- Directed by: Vishwa
- Written by: Kamalesh Kumar
- Produced by: A. L. Azhagappan
- Starring: Napoleon; Udhaya; Jaya Seal; Vijayalakshmi;
- Cinematography: Rajarajan
- Edited by: Lancy Mohan
- Music by: Deva
- Release date: 27 July 2001;
- Country: India
- Language: Tamil

= Kalakalappu (2001 film) =

2001 film

Kalakalappu is a 2001 Indian Tamil-language romantic comedy film directed by Vishwa and produced by A. L. Azhagappan. The film stars Napoleon, with Udhaya, Jaya Seal and Vijayalakshmi in supporting roles. It was released on 27 July 2001.

==Plot==
Kuzhandhaivel alias Velu is a rich landlord in Courtallam leading a happy life with his wife Thilaka and daughter Pooja. Thilaka is none other than Velu’s niece. Velu's widowed elder sister (who is also Thilaka's mother) and Thilaka's younger sister Divya also live with them. Divya falls in love with her classmate Karna who is a rich man based out of Chennai. To win Velu's heart, Karna comes to Courtallam and works as a servant in Velu's home. Divya informs the truth about Karna and her love to Thilaka for which she agrees. But she hides this to Velu and waits for the right moment to disclose the truth.

One day, during heavy rain, Thilaka accidentally steps over a wire and passes away due to electric shock. Velu is devastated due to his wife's death. Thilaka's mother proposes to have Velu marry Divya, so that he can start a fresh life for which Velu doesn't agree. However, everyone in the family convinces him. Divya is shocked knowing the wedding plans between her and Velu. Karna calms down Divya.

There arrives Mini (Uma) who happens to be the classmate of Karna and Divya.
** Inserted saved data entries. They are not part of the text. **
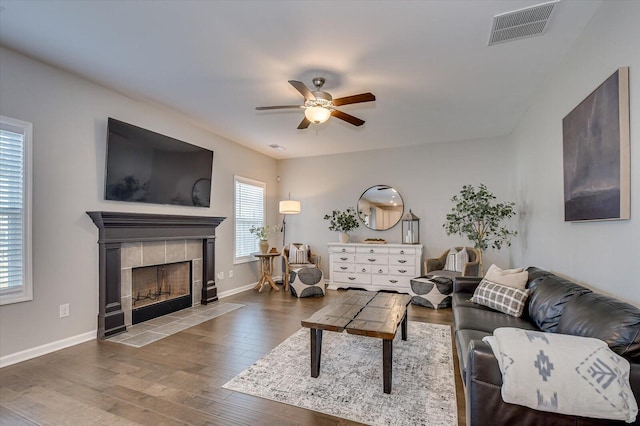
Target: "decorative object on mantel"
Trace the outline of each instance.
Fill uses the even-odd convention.
[[[420,244],[420,218],[411,209],[402,218],[402,241],[405,244]]]
[[[386,231],[402,219],[404,201],[395,188],[374,185],[362,193],[356,207],[364,226],[374,231]]]
[[[269,251],[269,237],[280,230],[280,225],[252,226],[249,228],[251,234],[255,234],[260,239],[260,253]]]
[[[331,215],[325,214],[324,220],[329,221],[329,231],[340,232],[339,238],[341,243],[348,243],[349,232],[360,226],[358,219],[356,218],[356,211],[351,207],[347,208],[343,212],[340,210],[334,210],[331,212]]]
[[[564,220],[631,217],[629,67],[562,119]]]
[[[480,250],[480,275],[484,275],[484,250],[489,247],[500,250],[502,244],[511,246],[511,237],[518,235],[517,231],[501,225],[504,220],[515,216],[515,203],[493,203],[495,199],[496,196],[482,183],[477,191],[472,185],[464,185],[460,196],[454,195],[451,199],[455,206],[442,225],[447,235],[465,236]]]

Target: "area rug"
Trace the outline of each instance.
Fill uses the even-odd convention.
[[[302,328],[223,387],[370,425],[457,425],[451,328],[409,321],[393,342],[391,394],[382,390],[382,340],[323,332],[310,375]]]
[[[109,337],[107,341],[141,348],[243,306],[239,303],[223,302],[193,306],[129,326],[126,333]]]

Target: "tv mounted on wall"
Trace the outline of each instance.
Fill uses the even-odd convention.
[[[109,118],[105,199],[209,207],[213,151]]]

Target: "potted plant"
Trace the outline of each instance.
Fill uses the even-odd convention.
[[[340,242],[349,242],[349,232],[360,226],[355,209],[349,207],[345,211],[334,210],[330,215],[325,214],[324,220],[329,221],[329,231],[340,232]]]
[[[252,226],[249,232],[260,240],[260,253],[269,251],[269,237],[280,230],[280,225]]]
[[[511,245],[511,237],[518,235],[502,222],[515,216],[515,203],[494,203],[496,197],[484,184],[478,190],[471,185],[464,185],[459,195],[451,201],[455,203],[451,213],[447,214],[447,222],[442,225],[447,235],[458,234],[467,237],[480,250],[480,274],[484,275],[482,254],[491,247],[500,250],[503,244]]]

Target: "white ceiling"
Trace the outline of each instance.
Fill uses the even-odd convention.
[[[601,3],[562,0],[544,35],[487,46],[494,15],[543,1],[0,0],[0,43],[294,158],[508,134]],[[315,76],[374,93],[340,108],[366,123],[255,110],[302,103],[287,80]]]

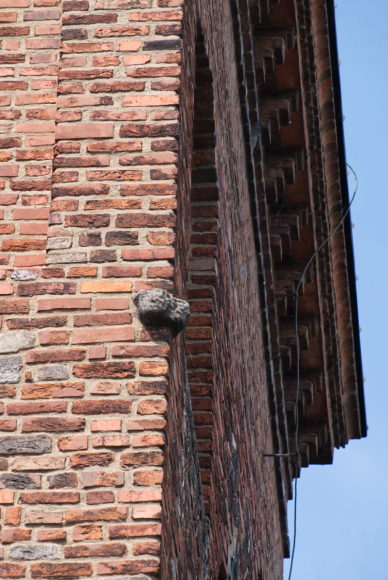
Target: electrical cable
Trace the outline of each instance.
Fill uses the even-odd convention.
[[[294,555],[295,555],[295,545],[296,545],[296,514],[297,514],[297,494],[298,494],[298,468],[299,468],[299,447],[298,447],[298,434],[299,434],[299,390],[300,390],[300,353],[299,353],[299,340],[298,340],[298,298],[299,298],[299,288],[303,282],[303,278],[310,267],[311,262],[314,260],[315,256],[322,250],[322,248],[327,244],[330,238],[335,234],[341,224],[345,221],[346,216],[350,211],[350,206],[352,205],[354,198],[356,197],[357,189],[358,189],[358,179],[356,172],[352,167],[347,163],[346,166],[350,169],[353,173],[354,179],[356,180],[356,187],[353,193],[353,197],[350,200],[350,203],[341,218],[341,221],[338,225],[334,228],[331,234],[322,242],[322,244],[315,250],[314,254],[311,256],[309,261],[307,262],[302,275],[300,277],[299,283],[295,290],[295,340],[296,340],[296,426],[295,426],[295,448],[296,448],[296,468],[295,468],[295,491],[294,491],[294,535],[292,541],[292,552],[291,552],[291,563],[290,563],[290,572],[288,574],[288,580],[291,580],[292,575],[292,567],[294,564]],[[288,457],[290,454],[284,455]],[[279,454],[279,456],[282,456]]]

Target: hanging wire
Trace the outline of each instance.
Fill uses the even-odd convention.
[[[315,250],[314,254],[311,256],[310,260],[307,262],[305,269],[302,272],[302,275],[300,277],[299,283],[296,287],[295,290],[295,339],[296,339],[296,427],[295,427],[295,448],[296,448],[296,468],[295,468],[295,491],[294,491],[294,537],[293,537],[293,541],[292,541],[292,552],[291,552],[291,563],[290,563],[290,572],[288,574],[288,580],[291,580],[291,575],[292,575],[292,567],[294,564],[294,555],[295,555],[295,545],[296,545],[296,514],[297,514],[297,497],[298,497],[298,468],[299,468],[299,446],[298,446],[298,434],[299,434],[299,389],[300,389],[300,352],[299,352],[299,340],[298,340],[298,298],[299,298],[299,288],[303,282],[303,278],[306,275],[306,272],[311,264],[311,262],[314,260],[315,256],[318,254],[318,252],[320,252],[322,250],[322,248],[327,244],[327,242],[330,240],[330,238],[335,234],[335,232],[338,230],[338,228],[341,226],[341,224],[344,222],[344,220],[346,219],[346,216],[348,215],[349,211],[350,211],[350,206],[352,205],[354,198],[356,197],[356,193],[357,193],[357,189],[358,189],[358,179],[357,179],[357,175],[356,172],[354,171],[354,169],[352,169],[352,167],[350,167],[350,165],[348,165],[348,163],[346,164],[346,166],[350,169],[350,171],[353,173],[354,179],[356,180],[356,187],[354,189],[354,193],[353,193],[353,197],[350,200],[350,203],[344,213],[344,215],[342,216],[341,221],[338,223],[338,225],[334,228],[334,230],[331,232],[331,234],[322,242],[322,244],[318,247],[317,250]],[[349,172],[348,172],[349,174]],[[290,454],[287,455],[281,455],[279,454],[278,456],[280,457],[288,457],[290,456]]]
Mini informs Divya that Karna is a womanizer and accuses him of having a relationship with her. Divya doesn't trust Mini, but is surprised to learn that Mini is pregnant. Divya breaks up with Karna and decides to marry Velu itself. Accidentally, Velu learns of the love affair between Karna and Divya following which Divya tells Velu about the real identity of Karna. This infuriates Velu, so he sends his henchmen to retrieve Karna, so that Karna can be married to Mini. Karna refuses to marry Mini for which Velu’s henchmen beat Karna. Now Mini comes to rescue and informs the truth. Actually, Mini is a very good friend of Karna and she is already married to someone else. Karna requested Mini to help him breakup with Divya, so that Divya can marry Velu as per elders' wishes. Everyone understands the good nature of Karna and decides to have him marry Divya. In the end, Karna marries Divya.

==Soundtrack==
The soundtrack was by Deva.

| Song | Singer(s) | Lyrics | Duration |
|---|---|---|---|
| "Amrutha Kadalea" | Naveen, Sushmitha | Na. Muthukumar | 05:18 |
| "Bubblu Bubblu" | Sabesh, Jayalakshmi | Kalidasan | 04:32 |
| "Meesakara Meesakara" | Anuradha Sriram | Kasthuri Raja | 05:08 |
| "Ottava Sinungi" | Krishnaraj, Anuradha Sriram | Pa. Vijay | 04:59 |
| "Pongalukku Vangithanda" | Krishnaraj, S. Sathya | Kalidasan | 04:44 |

== Reception ==
Malini Mannath of Chennai Online wrote that "The film has nothing much going for it. Its weak script and listless narrative style makes viewing it seem a journey longer that it actually is!" Screen appreciated Vishwa's direction and Rajarajan's cinematography but criticised the music as "loud".